The Texas Folklore Society produced its first publication in 1912, with W. H. Thomas's Some Current Folk-Songs of the Negro. In 1916, the Society came out with its first full-length collection of articles that had been given at annual meetings; since then, it has published over seventy regular volumes in its Publications of the Texas Folklore Society series, including a three-volume history of the organization from 1909 through 2000. The Society has also supported the publication over two dozen single-author "Extra Books" on folklore. Many publications are miscellanies, covering a wide range of research interests, while other books have a specific focus, such as folk songs and music or hunting and fishing lore.

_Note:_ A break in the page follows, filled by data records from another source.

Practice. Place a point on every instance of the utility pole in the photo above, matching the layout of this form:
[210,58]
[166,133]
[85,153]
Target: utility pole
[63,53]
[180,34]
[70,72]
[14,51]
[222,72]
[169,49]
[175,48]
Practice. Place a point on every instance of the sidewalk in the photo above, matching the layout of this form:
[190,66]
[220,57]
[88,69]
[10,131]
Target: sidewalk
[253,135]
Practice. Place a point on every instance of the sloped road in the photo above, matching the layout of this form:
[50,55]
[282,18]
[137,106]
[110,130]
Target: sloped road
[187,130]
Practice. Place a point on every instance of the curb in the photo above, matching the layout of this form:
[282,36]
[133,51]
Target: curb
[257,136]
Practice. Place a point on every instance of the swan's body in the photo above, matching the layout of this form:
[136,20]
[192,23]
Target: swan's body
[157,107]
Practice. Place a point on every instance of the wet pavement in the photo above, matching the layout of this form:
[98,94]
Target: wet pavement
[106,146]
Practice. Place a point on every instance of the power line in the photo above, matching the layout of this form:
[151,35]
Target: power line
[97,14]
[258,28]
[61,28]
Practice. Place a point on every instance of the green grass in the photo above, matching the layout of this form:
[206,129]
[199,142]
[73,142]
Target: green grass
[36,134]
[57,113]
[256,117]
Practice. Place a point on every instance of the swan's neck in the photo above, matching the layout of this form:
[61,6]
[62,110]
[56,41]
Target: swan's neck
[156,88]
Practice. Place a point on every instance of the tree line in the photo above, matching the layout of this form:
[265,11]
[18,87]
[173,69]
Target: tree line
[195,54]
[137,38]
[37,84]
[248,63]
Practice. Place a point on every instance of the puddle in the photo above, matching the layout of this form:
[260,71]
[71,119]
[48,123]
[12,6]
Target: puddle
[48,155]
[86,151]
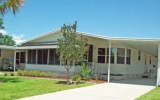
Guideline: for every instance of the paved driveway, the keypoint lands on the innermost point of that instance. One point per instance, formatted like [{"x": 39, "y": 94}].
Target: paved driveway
[{"x": 105, "y": 91}]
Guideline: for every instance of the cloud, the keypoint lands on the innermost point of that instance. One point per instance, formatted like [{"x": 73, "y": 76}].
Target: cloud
[
  {"x": 18, "y": 38},
  {"x": 3, "y": 32}
]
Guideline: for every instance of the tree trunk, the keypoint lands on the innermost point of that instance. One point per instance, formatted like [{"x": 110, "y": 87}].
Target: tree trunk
[{"x": 68, "y": 77}]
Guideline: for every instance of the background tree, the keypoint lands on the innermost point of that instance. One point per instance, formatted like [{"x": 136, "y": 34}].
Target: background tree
[
  {"x": 1, "y": 26},
  {"x": 7, "y": 40},
  {"x": 10, "y": 5},
  {"x": 71, "y": 49}
]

TFS also publishes two newsletters each year, one in January and another in June. Our January issue includes information on our annual meeting as well as registration information, and our June issue provides exciting highlights of the meeting and previews the upcoming publication. Each newsletter now features a Member Spotlight that provides information on a random member. To download our latest newsletter for free, visit our "newsletters" page.

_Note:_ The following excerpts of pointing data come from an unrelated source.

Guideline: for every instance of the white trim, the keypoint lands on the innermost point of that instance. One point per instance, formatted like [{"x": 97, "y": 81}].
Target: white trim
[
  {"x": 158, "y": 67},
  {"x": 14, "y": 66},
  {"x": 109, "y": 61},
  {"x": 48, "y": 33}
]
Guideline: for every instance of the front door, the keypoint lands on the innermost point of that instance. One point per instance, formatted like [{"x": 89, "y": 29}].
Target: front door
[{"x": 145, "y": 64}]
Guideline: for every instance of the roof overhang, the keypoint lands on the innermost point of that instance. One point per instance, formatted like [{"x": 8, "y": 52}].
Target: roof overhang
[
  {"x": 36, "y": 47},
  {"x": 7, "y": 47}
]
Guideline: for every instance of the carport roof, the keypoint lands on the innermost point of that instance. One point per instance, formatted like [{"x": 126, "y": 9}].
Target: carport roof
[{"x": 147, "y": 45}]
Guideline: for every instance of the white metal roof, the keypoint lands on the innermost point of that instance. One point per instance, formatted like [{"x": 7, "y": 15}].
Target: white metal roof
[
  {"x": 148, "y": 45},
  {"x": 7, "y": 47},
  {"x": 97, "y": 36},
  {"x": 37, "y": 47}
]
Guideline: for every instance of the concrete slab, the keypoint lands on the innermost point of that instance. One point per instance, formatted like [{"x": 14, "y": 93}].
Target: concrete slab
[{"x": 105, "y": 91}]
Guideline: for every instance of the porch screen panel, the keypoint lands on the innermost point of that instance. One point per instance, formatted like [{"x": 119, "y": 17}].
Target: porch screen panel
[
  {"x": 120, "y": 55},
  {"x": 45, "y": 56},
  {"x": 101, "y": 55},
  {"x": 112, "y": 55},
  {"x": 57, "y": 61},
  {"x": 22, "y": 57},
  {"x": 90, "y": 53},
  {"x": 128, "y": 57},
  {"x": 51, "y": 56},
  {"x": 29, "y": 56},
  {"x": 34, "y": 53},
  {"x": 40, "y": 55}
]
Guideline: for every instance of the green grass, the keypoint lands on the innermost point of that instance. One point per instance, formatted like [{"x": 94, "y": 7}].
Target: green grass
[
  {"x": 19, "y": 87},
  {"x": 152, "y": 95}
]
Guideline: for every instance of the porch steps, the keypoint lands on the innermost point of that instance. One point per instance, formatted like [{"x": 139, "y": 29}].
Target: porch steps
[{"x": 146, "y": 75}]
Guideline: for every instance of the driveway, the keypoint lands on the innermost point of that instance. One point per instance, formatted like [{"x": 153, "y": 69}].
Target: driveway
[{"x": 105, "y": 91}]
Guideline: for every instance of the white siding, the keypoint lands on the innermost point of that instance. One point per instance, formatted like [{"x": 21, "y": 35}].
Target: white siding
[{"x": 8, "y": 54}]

TFS books are published by the University of North Texas Press and distributed by Texas A&M University Press and the Texas Book Consortium. The University of North Texas Press has also made most TFS publications available electronically, through The Portal to Texas History at https://texashistory.unt.edu/. Practically every volume is available through print-on-demand, and current members receive a 20% discount on all TFS books. The toll-free number to order is 1-800-826-8911.

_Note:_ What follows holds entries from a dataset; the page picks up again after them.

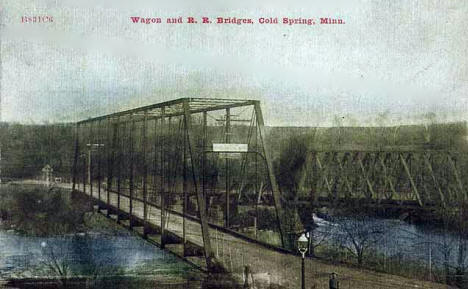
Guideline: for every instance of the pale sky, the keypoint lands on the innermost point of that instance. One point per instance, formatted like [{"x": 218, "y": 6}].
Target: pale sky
[{"x": 396, "y": 59}]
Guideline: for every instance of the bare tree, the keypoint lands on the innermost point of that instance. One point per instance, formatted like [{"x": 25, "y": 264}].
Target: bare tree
[{"x": 359, "y": 234}]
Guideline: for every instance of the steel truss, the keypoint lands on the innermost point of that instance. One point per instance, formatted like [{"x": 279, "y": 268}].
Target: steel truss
[
  {"x": 426, "y": 178},
  {"x": 161, "y": 155}
]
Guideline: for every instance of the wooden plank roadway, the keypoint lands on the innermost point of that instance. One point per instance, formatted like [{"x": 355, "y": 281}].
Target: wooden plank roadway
[{"x": 268, "y": 267}]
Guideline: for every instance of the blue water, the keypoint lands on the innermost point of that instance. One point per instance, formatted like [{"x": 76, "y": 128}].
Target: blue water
[{"x": 85, "y": 254}]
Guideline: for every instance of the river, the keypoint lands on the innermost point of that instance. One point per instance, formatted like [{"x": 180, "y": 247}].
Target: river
[{"x": 394, "y": 238}]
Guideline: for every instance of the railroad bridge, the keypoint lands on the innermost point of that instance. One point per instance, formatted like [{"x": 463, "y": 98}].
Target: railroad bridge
[{"x": 190, "y": 172}]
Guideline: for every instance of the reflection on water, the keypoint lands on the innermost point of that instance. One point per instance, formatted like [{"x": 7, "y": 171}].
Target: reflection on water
[{"x": 95, "y": 254}]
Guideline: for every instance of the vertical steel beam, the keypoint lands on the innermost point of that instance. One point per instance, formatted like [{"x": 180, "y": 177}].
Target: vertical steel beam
[
  {"x": 75, "y": 157},
  {"x": 205, "y": 193},
  {"x": 85, "y": 167},
  {"x": 121, "y": 135},
  {"x": 185, "y": 187},
  {"x": 209, "y": 256},
  {"x": 132, "y": 167},
  {"x": 100, "y": 158},
  {"x": 110, "y": 150},
  {"x": 228, "y": 140},
  {"x": 271, "y": 174},
  {"x": 434, "y": 180},
  {"x": 145, "y": 173},
  {"x": 163, "y": 176},
  {"x": 90, "y": 157}
]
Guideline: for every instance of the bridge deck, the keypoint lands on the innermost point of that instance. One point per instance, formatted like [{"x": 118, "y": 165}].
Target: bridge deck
[{"x": 267, "y": 266}]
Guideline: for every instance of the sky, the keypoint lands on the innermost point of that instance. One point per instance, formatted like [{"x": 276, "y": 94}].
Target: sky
[{"x": 392, "y": 62}]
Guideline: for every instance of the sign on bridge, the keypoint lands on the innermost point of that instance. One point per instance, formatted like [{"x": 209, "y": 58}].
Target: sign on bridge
[{"x": 230, "y": 147}]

Our 2019 publication will be #27 in our series of extra books, A Boyhood Dream Realized: Half a Century of Texas Culture, One Newspaper Column at a Time. As the title suggests, the book will be a collection of columns the Lubbock Avalanche-Journal brought to us by journalism legend Burle Pettit, who worked in the newspaper industry for half a century. These columns represent decades of observations of local lore, customs, traditions, legends, beliefs, and folkways of West Texas. Although the newspaper industry has changed a great deal from the time Burle Pettit first began his career, newspapers still reflect what is most important to a group of people. They are, in a way, the heartbeat of a region, and they serve as a record of people’s livelihoods and losses, their triumphs and tragedies, and their musings and memories.
Purchase our latest book!
The TFS is proud to announce #26 in our series of extra books, The San Saba Treasure: Legends of Silver Creek. In 1868, four treasure hunters from San Marcos, Texas, searched for a lost mine on the San Saba River filled with thousands of silver bars left by Spanish miners. Now TFS member David C. Lewis, a descendant of one of those adventurers, is on his own quest to find the history behind the legend once popularized by J. Frank Dobie in his classic book Coronado’s Children. While the author warns that this book, though it does contain a map, will not lead you to silver and gold, it will lead you to a treasure trove of mystery, wonder, and dozens strange and interesting characters.